Determining What You Need
In many ways, wealth is freedom. If you’ve prepared for the future by building wealth, some types of insurance, like life insurance, can become optional. For other types of coverage, you gain the flexibility of choosing higher deductibles to reduce insurance costs.
For example, for many households, life insurance provides a way to replace income, pay outstanding debts (like a mortgage or car loans), and pay for ongoing financial commitments such as kids who aren’t yet out on their own. If you have enough liquid assets that your family can access, you may not need life insurance.
On the other hand, many wealthy people use life insurance as a tax advantaged way to pass wealth on to their heirs.
Some types of permanent life insurance policies, such as universal or variable life policies, are well suited to this task because they can grow in value and — in most cases — the death benefit paid to beneficiaries is tax free.
For other insurance types, it often makes sense to keep insurance coverage in place because losses can be sudden, substantial, and unpredictable.
However, many affluent households choose higher deductibles for home, auto, or health policies to reduce the cost of coverage.
By choosing a higher deductible, you are self insuring for smaller losses but without losing your safety net for larger losses.

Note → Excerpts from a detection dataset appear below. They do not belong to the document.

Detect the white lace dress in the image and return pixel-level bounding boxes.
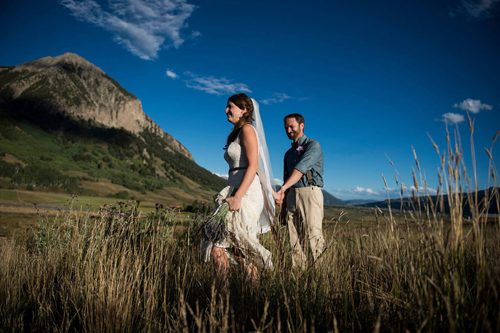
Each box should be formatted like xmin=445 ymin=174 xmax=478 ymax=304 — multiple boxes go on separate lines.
xmin=201 ymin=128 xmax=273 ymax=269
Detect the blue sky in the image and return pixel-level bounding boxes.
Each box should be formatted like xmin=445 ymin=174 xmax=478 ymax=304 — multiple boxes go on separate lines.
xmin=0 ymin=0 xmax=500 ymax=200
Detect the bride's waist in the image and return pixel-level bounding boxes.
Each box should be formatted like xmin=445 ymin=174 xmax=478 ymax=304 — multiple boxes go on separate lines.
xmin=227 ymin=170 xmax=259 ymax=187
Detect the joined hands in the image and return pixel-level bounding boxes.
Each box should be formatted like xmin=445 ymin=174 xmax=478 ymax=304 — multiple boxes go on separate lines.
xmin=273 ymin=188 xmax=285 ymax=207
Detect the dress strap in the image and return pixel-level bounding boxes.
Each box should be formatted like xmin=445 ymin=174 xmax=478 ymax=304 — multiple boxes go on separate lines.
xmin=229 ymin=167 xmax=248 ymax=173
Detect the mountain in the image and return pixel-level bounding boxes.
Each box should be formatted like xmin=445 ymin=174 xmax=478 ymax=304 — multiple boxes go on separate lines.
xmin=321 ymin=190 xmax=345 ymax=206
xmin=0 ymin=53 xmax=193 ymax=159
xmin=0 ymin=53 xmax=227 ymax=204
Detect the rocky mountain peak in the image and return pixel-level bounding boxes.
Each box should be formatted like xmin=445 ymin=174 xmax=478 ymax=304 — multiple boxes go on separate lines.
xmin=16 ymin=52 xmax=98 ymax=73
xmin=0 ymin=52 xmax=193 ymax=160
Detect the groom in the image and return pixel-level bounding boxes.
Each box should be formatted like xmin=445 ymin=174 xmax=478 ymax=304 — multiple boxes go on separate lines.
xmin=276 ymin=113 xmax=324 ymax=269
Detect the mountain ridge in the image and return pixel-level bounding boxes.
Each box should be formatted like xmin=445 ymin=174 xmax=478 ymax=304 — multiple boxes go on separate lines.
xmin=0 ymin=52 xmax=194 ymax=160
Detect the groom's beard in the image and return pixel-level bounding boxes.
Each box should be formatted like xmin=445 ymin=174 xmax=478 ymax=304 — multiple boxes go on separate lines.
xmin=286 ymin=131 xmax=300 ymax=141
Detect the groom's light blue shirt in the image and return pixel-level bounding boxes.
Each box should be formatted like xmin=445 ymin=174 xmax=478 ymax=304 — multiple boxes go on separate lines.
xmin=283 ymin=134 xmax=324 ymax=187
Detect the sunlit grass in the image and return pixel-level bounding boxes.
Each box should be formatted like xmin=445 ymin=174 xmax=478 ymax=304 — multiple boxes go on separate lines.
xmin=0 ymin=118 xmax=500 ymax=332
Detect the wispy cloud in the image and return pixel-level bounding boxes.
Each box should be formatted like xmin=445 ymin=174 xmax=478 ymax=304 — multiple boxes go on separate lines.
xmin=61 ymin=0 xmax=197 ymax=60
xmin=453 ymin=98 xmax=493 ymax=113
xmin=458 ymin=0 xmax=500 ymax=19
xmin=260 ymin=93 xmax=292 ymax=105
xmin=354 ymin=186 xmax=379 ymax=195
xmin=184 ymin=72 xmax=252 ymax=95
xmin=165 ymin=69 xmax=179 ymax=80
xmin=436 ymin=112 xmax=465 ymax=124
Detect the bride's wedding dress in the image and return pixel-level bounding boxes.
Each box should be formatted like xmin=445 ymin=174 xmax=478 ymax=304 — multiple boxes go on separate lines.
xmin=202 ymin=126 xmax=273 ymax=268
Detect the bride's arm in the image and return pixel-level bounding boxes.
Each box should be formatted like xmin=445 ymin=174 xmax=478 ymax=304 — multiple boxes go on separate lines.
xmin=226 ymin=125 xmax=259 ymax=210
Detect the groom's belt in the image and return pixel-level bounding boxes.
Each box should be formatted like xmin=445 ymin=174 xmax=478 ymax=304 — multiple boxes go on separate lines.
xmin=229 ymin=167 xmax=248 ymax=173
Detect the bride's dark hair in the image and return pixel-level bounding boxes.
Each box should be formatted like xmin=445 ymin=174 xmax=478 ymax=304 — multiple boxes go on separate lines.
xmin=226 ymin=93 xmax=254 ymax=147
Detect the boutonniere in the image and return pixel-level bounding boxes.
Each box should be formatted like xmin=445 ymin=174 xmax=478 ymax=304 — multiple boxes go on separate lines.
xmin=295 ymin=146 xmax=304 ymax=156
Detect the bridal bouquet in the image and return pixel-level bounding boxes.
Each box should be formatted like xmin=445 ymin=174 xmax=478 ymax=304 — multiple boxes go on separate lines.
xmin=201 ymin=186 xmax=234 ymax=244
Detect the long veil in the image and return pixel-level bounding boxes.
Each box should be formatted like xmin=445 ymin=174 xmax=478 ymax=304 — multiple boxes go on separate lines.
xmin=252 ymin=98 xmax=275 ymax=233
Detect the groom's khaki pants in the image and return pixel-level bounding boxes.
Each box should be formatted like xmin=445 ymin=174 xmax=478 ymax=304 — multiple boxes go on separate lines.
xmin=286 ymin=186 xmax=324 ymax=269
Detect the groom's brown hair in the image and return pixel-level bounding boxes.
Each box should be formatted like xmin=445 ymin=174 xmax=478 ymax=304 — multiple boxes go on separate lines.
xmin=283 ymin=113 xmax=306 ymax=125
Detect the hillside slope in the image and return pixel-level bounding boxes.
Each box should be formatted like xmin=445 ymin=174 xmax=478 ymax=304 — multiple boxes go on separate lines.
xmin=0 ymin=54 xmax=227 ymax=204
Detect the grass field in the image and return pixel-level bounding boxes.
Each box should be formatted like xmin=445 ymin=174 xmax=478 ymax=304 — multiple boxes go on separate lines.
xmin=0 ymin=120 xmax=500 ymax=333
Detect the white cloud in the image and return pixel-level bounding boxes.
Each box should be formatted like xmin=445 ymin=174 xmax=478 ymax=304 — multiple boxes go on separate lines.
xmin=353 ymin=186 xmax=379 ymax=195
xmin=436 ymin=112 xmax=465 ymax=124
xmin=184 ymin=72 xmax=252 ymax=95
xmin=61 ymin=0 xmax=196 ymax=60
xmin=165 ymin=69 xmax=179 ymax=80
xmin=453 ymin=98 xmax=493 ymax=113
xmin=459 ymin=0 xmax=500 ymax=19
xmin=260 ymin=93 xmax=292 ymax=105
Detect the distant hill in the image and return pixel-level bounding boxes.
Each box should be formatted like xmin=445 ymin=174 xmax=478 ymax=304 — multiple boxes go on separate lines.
xmin=321 ymin=190 xmax=345 ymax=206
xmin=356 ymin=187 xmax=499 ymax=215
xmin=0 ymin=53 xmax=227 ymax=204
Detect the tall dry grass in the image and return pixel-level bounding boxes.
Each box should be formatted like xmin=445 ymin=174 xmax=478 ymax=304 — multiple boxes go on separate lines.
xmin=0 ymin=118 xmax=500 ymax=332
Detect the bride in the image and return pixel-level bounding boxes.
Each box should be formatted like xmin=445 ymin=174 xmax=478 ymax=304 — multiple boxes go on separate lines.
xmin=202 ymin=93 xmax=274 ymax=287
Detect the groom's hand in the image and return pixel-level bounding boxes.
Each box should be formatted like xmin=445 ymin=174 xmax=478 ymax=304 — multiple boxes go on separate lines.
xmin=224 ymin=196 xmax=241 ymax=210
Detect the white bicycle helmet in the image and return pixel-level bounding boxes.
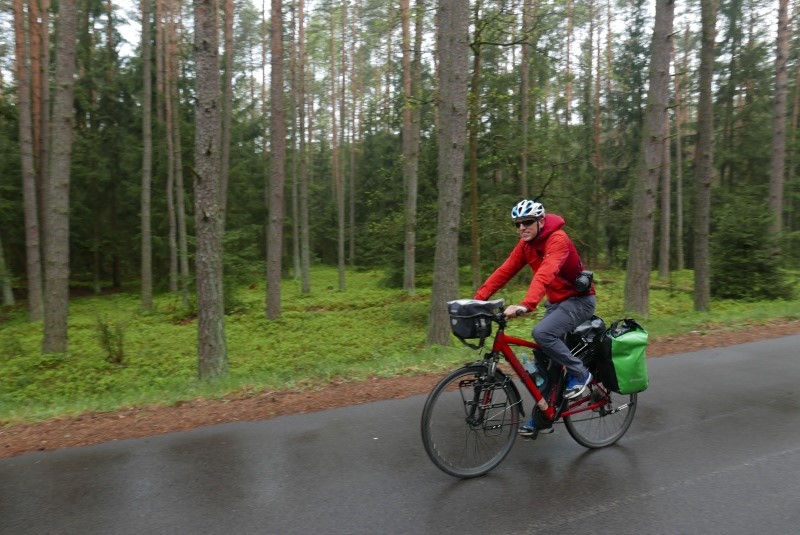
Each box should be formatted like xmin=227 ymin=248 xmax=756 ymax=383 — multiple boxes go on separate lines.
xmin=511 ymin=199 xmax=544 ymax=219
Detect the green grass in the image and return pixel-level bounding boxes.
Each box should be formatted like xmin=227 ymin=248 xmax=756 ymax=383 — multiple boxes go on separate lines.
xmin=0 ymin=267 xmax=800 ymax=424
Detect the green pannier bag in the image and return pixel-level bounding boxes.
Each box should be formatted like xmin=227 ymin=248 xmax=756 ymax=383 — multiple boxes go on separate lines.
xmin=597 ymin=318 xmax=650 ymax=394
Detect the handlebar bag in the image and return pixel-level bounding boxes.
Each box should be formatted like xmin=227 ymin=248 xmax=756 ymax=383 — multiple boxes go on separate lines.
xmin=597 ymin=318 xmax=650 ymax=394
xmin=447 ymin=299 xmax=503 ymax=345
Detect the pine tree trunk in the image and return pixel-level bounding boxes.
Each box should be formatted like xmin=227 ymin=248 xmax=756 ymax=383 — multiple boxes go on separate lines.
xmin=267 ymin=0 xmax=286 ymax=319
xmin=427 ymin=0 xmax=469 ymax=345
xmin=673 ymin=29 xmax=689 ymax=271
xmin=165 ymin=5 xmax=190 ymax=307
xmin=194 ymin=0 xmax=228 ymax=379
xmin=14 ymin=0 xmax=44 ymax=321
xmin=141 ymin=0 xmax=153 ymax=310
xmin=769 ymin=0 xmax=790 ymax=238
xmin=694 ymin=0 xmax=717 ymax=312
xmin=296 ymin=0 xmax=311 ymax=294
xmin=219 ymin=0 xmax=234 ymax=229
xmin=624 ymin=0 xmax=675 ymax=317
xmin=400 ymin=0 xmax=422 ymax=294
xmin=0 ymin=236 xmax=14 ymax=306
xmin=658 ymin=113 xmax=672 ymax=280
xmin=42 ymin=0 xmax=78 ymax=353
xmin=467 ymin=0 xmax=483 ymax=291
xmin=330 ymin=9 xmax=345 ymax=291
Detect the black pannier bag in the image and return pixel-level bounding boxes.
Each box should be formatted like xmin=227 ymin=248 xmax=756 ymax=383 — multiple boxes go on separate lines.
xmin=565 ymin=316 xmax=606 ymax=375
xmin=597 ymin=318 xmax=650 ymax=394
xmin=447 ymin=299 xmax=505 ymax=349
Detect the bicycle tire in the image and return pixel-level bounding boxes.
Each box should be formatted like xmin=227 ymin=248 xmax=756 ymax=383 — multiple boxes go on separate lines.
xmin=421 ymin=364 xmax=522 ymax=479
xmin=564 ymin=384 xmax=637 ymax=449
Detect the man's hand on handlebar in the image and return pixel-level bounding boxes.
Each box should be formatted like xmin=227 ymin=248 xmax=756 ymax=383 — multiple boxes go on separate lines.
xmin=503 ymin=305 xmax=530 ymax=319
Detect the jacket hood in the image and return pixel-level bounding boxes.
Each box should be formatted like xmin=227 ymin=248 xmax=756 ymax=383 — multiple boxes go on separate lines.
xmin=531 ymin=214 xmax=566 ymax=246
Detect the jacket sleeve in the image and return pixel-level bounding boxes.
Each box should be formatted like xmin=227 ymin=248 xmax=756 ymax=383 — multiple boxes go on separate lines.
xmin=521 ymin=232 xmax=569 ymax=310
xmin=475 ymin=240 xmax=527 ymax=301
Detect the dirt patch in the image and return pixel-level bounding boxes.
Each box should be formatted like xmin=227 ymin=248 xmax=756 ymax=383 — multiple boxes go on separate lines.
xmin=0 ymin=320 xmax=800 ymax=458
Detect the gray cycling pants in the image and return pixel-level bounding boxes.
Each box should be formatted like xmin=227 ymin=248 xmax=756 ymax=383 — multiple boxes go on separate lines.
xmin=532 ymin=295 xmax=596 ymax=379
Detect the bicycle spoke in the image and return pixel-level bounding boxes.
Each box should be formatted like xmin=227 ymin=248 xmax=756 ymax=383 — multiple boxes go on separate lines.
xmin=422 ymin=366 xmax=520 ymax=478
xmin=564 ymin=385 xmax=636 ymax=448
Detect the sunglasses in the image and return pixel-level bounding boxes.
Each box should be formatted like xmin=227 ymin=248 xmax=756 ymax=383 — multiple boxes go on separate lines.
xmin=514 ymin=219 xmax=541 ymax=228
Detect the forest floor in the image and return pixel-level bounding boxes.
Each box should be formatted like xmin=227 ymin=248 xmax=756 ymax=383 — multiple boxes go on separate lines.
xmin=0 ymin=320 xmax=800 ymax=458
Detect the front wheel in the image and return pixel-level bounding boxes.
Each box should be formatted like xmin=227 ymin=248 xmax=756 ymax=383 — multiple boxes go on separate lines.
xmin=422 ymin=364 xmax=522 ymax=478
xmin=564 ymin=384 xmax=636 ymax=449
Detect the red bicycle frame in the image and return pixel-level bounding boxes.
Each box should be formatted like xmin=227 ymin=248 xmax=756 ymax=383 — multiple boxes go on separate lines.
xmin=492 ymin=329 xmax=608 ymax=421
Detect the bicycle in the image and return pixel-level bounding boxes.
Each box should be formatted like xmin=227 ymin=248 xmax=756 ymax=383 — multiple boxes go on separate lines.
xmin=421 ymin=299 xmax=637 ymax=479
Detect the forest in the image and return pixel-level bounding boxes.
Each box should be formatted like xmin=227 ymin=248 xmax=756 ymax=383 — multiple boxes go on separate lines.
xmin=0 ymin=0 xmax=800 ymax=376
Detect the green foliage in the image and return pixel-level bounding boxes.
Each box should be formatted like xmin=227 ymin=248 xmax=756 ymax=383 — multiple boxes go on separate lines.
xmin=711 ymin=194 xmax=791 ymax=301
xmin=0 ymin=267 xmax=800 ymax=423
xmin=97 ymin=318 xmax=125 ymax=365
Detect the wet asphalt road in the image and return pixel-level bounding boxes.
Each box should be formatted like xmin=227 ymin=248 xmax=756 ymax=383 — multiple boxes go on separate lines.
xmin=0 ymin=336 xmax=800 ymax=535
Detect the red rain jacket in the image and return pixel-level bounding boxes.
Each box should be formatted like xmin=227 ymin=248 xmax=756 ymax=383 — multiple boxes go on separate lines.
xmin=475 ymin=214 xmax=595 ymax=311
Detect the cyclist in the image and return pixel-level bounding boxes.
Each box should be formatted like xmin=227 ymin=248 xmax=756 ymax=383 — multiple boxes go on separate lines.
xmin=475 ymin=199 xmax=595 ymax=436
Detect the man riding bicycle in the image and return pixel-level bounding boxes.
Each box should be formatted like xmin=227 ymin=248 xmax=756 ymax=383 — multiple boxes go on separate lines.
xmin=475 ymin=199 xmax=595 ymax=436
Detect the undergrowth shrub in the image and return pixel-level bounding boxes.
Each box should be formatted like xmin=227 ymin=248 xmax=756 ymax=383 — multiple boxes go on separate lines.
xmin=97 ymin=318 xmax=125 ymax=366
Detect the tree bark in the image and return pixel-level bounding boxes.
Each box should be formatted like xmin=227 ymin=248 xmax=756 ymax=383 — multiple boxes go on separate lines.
xmin=467 ymin=0 xmax=483 ymax=292
xmin=141 ymin=0 xmax=153 ymax=310
xmin=194 ymin=0 xmax=228 ymax=380
xmin=296 ymin=0 xmax=311 ymax=294
xmin=694 ymin=0 xmax=717 ymax=311
xmin=427 ymin=0 xmax=469 ymax=344
xmin=400 ymin=0 xmax=422 ymax=294
xmin=0 ymin=236 xmax=14 ymax=306
xmin=42 ymin=0 xmax=78 ymax=353
xmin=624 ymin=0 xmax=675 ymax=317
xmin=769 ymin=0 xmax=790 ymax=238
xmin=14 ymin=0 xmax=44 ymax=321
xmin=267 ymin=0 xmax=286 ymax=319
xmin=220 ymin=0 xmax=233 ymax=229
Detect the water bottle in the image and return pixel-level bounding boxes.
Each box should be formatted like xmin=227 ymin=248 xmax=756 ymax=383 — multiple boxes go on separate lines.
xmin=522 ymin=353 xmax=544 ymax=388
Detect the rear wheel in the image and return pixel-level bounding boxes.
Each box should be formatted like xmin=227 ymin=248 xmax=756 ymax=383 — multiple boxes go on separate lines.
xmin=564 ymin=383 xmax=636 ymax=449
xmin=422 ymin=365 xmax=521 ymax=478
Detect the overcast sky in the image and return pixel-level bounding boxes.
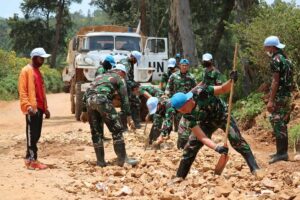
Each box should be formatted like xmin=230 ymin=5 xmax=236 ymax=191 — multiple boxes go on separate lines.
xmin=0 ymin=0 xmax=96 ymax=18
xmin=0 ymin=0 xmax=300 ymax=18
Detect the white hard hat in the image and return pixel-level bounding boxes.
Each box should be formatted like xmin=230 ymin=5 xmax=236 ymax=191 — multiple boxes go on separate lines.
xmin=146 ymin=97 xmax=158 ymax=115
xmin=264 ymin=36 xmax=285 ymax=49
xmin=131 ymin=51 xmax=142 ymax=64
xmin=168 ymin=58 xmax=176 ymax=68
xmin=202 ymin=53 xmax=212 ymax=61
xmin=30 ymin=47 xmax=51 ymax=58
xmin=113 ymin=64 xmax=127 ymax=73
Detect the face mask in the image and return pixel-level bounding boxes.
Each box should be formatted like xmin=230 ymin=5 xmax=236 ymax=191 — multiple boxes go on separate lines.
xmin=266 ymin=51 xmax=273 ymax=57
xmin=203 ymin=62 xmax=211 ymax=68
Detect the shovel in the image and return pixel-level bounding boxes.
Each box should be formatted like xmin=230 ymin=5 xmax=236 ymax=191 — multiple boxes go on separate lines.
xmin=215 ymin=44 xmax=238 ymax=175
xmin=144 ymin=121 xmax=149 ymax=151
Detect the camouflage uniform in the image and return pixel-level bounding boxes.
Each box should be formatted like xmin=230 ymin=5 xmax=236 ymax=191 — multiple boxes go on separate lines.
xmin=177 ymin=67 xmax=222 ymax=149
xmin=165 ymin=70 xmax=196 ymax=131
xmin=270 ymin=50 xmax=293 ymax=161
xmin=120 ymin=58 xmax=141 ymax=126
xmin=149 ymin=99 xmax=176 ymax=144
xmin=139 ymin=85 xmax=164 ymax=97
xmin=83 ymin=71 xmax=134 ymax=166
xmin=202 ymin=67 xmax=222 ymax=85
xmin=177 ymin=86 xmax=258 ymax=178
xmin=160 ymin=70 xmax=172 ymax=91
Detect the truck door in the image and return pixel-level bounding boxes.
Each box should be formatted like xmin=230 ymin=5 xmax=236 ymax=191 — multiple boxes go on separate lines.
xmin=141 ymin=37 xmax=168 ymax=81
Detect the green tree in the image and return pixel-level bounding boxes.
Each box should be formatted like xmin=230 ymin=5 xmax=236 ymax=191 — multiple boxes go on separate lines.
xmin=230 ymin=0 xmax=300 ymax=89
xmin=9 ymin=0 xmax=82 ymax=67
xmin=0 ymin=18 xmax=12 ymax=50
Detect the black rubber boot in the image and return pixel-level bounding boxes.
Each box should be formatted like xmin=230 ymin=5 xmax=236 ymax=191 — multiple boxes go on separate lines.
xmin=176 ymin=157 xmax=195 ymax=179
xmin=149 ymin=126 xmax=160 ymax=145
xmin=94 ymin=140 xmax=106 ymax=167
xmin=119 ymin=112 xmax=128 ymax=131
xmin=269 ymin=137 xmax=289 ymax=164
xmin=241 ymin=151 xmax=259 ymax=174
xmin=114 ymin=142 xmax=138 ymax=167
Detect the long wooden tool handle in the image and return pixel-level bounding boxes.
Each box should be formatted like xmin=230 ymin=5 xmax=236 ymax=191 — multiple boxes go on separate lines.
xmin=224 ymin=43 xmax=238 ymax=147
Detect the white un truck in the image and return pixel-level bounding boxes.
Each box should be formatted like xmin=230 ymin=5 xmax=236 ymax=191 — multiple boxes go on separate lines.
xmin=63 ymin=25 xmax=168 ymax=120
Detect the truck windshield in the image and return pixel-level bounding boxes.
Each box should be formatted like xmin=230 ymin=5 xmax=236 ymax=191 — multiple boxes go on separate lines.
xmin=116 ymin=36 xmax=140 ymax=51
xmin=89 ymin=36 xmax=114 ymax=51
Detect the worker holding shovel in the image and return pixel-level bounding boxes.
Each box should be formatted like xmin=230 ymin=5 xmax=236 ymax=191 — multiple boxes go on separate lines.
xmin=171 ymin=71 xmax=259 ymax=178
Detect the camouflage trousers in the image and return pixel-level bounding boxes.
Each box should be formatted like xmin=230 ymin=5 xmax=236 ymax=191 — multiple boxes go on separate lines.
xmin=129 ymin=94 xmax=141 ymax=124
xmin=126 ymin=80 xmax=141 ymax=124
xmin=149 ymin=114 xmax=163 ymax=144
xmin=87 ymin=94 xmax=124 ymax=144
xmin=269 ymin=97 xmax=291 ymax=139
xmin=177 ymin=117 xmax=192 ymax=149
xmin=174 ymin=112 xmax=182 ymax=132
xmin=182 ymin=116 xmax=251 ymax=160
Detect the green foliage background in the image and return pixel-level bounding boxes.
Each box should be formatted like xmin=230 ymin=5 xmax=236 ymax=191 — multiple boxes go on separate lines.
xmin=228 ymin=0 xmax=300 ymax=89
xmin=0 ymin=49 xmax=63 ymax=100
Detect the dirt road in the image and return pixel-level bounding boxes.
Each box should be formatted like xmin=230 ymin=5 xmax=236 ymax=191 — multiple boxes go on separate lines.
xmin=0 ymin=94 xmax=300 ymax=200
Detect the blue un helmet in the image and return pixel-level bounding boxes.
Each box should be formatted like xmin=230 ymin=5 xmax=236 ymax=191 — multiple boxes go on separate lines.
xmin=168 ymin=58 xmax=176 ymax=68
xmin=180 ymin=58 xmax=190 ymax=65
xmin=104 ymin=55 xmax=116 ymax=68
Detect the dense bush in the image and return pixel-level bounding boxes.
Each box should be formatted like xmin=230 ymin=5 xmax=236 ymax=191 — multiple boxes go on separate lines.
xmin=230 ymin=0 xmax=300 ymax=86
xmin=0 ymin=49 xmax=63 ymax=100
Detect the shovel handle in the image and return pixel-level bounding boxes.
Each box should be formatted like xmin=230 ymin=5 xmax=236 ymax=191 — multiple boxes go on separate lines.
xmin=224 ymin=43 xmax=238 ymax=147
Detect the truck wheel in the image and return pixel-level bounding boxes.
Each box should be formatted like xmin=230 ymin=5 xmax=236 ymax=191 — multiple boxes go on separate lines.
xmin=140 ymin=96 xmax=148 ymax=122
xmin=75 ymin=83 xmax=83 ymax=121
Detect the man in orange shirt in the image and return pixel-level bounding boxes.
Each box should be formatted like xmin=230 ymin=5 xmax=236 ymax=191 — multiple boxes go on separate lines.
xmin=18 ymin=48 xmax=51 ymax=169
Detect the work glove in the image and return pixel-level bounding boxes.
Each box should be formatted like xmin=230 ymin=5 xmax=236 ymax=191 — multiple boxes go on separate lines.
xmin=127 ymin=116 xmax=135 ymax=130
xmin=80 ymin=112 xmax=88 ymax=123
xmin=27 ymin=107 xmax=35 ymax=116
xmin=229 ymin=71 xmax=238 ymax=82
xmin=215 ymin=145 xmax=228 ymax=154
xmin=45 ymin=109 xmax=50 ymax=119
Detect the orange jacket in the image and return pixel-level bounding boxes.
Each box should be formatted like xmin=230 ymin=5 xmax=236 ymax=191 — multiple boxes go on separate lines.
xmin=18 ymin=64 xmax=48 ymax=114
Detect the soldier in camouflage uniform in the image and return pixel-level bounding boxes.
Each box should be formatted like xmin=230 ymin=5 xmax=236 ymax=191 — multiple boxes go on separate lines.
xmin=159 ymin=58 xmax=178 ymax=91
xmin=177 ymin=53 xmax=222 ymax=149
xmin=200 ymin=53 xmax=222 ymax=85
xmin=95 ymin=55 xmax=116 ymax=141
xmin=175 ymin=53 xmax=181 ymax=66
xmin=165 ymin=59 xmax=196 ymax=131
xmin=147 ymin=97 xmax=176 ymax=147
xmin=133 ymin=84 xmax=170 ymax=145
xmin=95 ymin=55 xmax=116 ymax=77
xmin=80 ymin=64 xmax=137 ymax=167
xmin=264 ymin=36 xmax=293 ymax=164
xmin=120 ymin=51 xmax=142 ymax=128
xmin=138 ymin=85 xmax=164 ymax=99
xmin=171 ymin=72 xmax=259 ymax=178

The insurer has less risk, resulting in lower premiums.
The Bottom Line
Insurance policies can cover nearly any risk. This feature is also a key reason that insurance can seem expensive. In reality, many of us don’t need to cover every risk.
We can skip some options if we don’t need coverage for everything. Or we can choose a higher deductible to reduce premiums, accepting more of the risk for ourselves.
The healthiest way of viewing insurance is a safety net that protects against life-changing losses. With a savings plan to cover out-of-pocket costs and with careful behavior, you may not need insurance coverage for small losses.
Instead, you can invest your premiums in the coverage you need most, using the savings to fortify your family’s finances. This strategy builds value in your policies and makes insurance less expensive overall.